Whole-genome sequencing of genomic instability in the DDX41 knock-in cell lines
To investigate genomic instability in the DDX41 KI K562 cells, we conducted whole-genome sequencing. Single nucleotide variants (SNVs) were significantly increased in the two DDX41 mutant groups than in the control samples (Fig. 7l). Notably, the largest number of SNVs was observed in the DDX41-R525H group. Furthermore, we also found a higher number of short insertions and deletions (indels) in both DDX41 mutant groups than in the control samples (Fig. 7m). The indel difference between the two DDX41 mutant groups was not as significant as the SNVs difference. In contrast to indels and SNVs, structural variations showed a significant increase only in the DDX41-R525H group compared to the control samples (Fig. 7n).
Discussion
DDX41 was previously identified as a mediator of genomic stability [34], and subsequent studies showed that DDX41 dysfunction causes DNA damage by inducing R-loops accumulation [11, 12, 28, 35]. It has remained unclear whether these events manifest similarly in human samples and how mutations in the DDX41 gene contribute to the accumulation of R-loops. Our study firstly demonstrates that m6A-modified R-loops and DNA damage are elevated in DDX41-mutated CD34+ cells of MDS patients. Moreover, we unveil a novel mechanism illustrating how DDX41 collaborates with METTL3, METTL14, and YTHDC1 to regulate R-loops, which potentially serve as a foundational factor in the development of MDS through DDX41 mutations. Furthermore, we observed a significant prevalence of DDX41 mutations exceeding 10% among Korean patients with MDS, alongside the presence of distinct mutant alleles.
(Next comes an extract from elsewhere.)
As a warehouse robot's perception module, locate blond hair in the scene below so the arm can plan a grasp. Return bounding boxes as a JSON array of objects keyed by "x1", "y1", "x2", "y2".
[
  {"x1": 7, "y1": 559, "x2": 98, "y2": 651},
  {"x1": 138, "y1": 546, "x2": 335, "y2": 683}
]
The main focus of our study was to determine the mechanisms underlying the accumulation of R-loops induced by DDX41 mutations in MDS. We initially assessed the direct involvement of DDX41 in DDR. WT DDX41 was relocated to irradiation-induced damage sites, and mutations had no effect on the translocation capability. An increased level of m6A at R-loops in DDX41 KO and KI cell lines, as well as in MDS samples with DDX41 mutations, prompted us to explore the binding partners of DDX41 among m6A-associated proteins. The most intriguing findings of this study are the direct engagement of DDX41 with METTL3, METTL14, and YTHDC1 and the new function of DDX41 for mediating the interaction between YTHDC1 and either METTL3 or METTL14. However, we did not detect YTHDC1 or RAD51 localization at R-loop sites in DDX41 KO and KI cells or CD34+ cells of DDX41-mutated MDS. One potential reason for this observation is the decrease in binding affinity of YTHDC1 with METTL3 or METTL14. Possible explanation we proposed is that YTHDC1 rapidly dissociated from DNA damage sites in the presence of mutant DDX41, leading to reduced YTHDC1 persistence and RAD51 recruitment at R-loop sites. A previous study reported that the METTL3-m6A-YTHDC1 axis promotes the recruitment of BRCA1/RAD51 to DNA damage sites to maintain R-loop stability [29]. The distinctive implication of our study lies in the fact that the successful clearance of R-loops requires the bindings of the m6A writers (METTL3/METTL14) and the m6A reader (YTHDC1) and this process is mediated by DDX41. In contrast to YTHDC1’s established role in the recognition of m6A for the repair process [36], the distinct impact of its direct binding to m6A-writing complexes (METTL3 and METTL14) needs to be revealed.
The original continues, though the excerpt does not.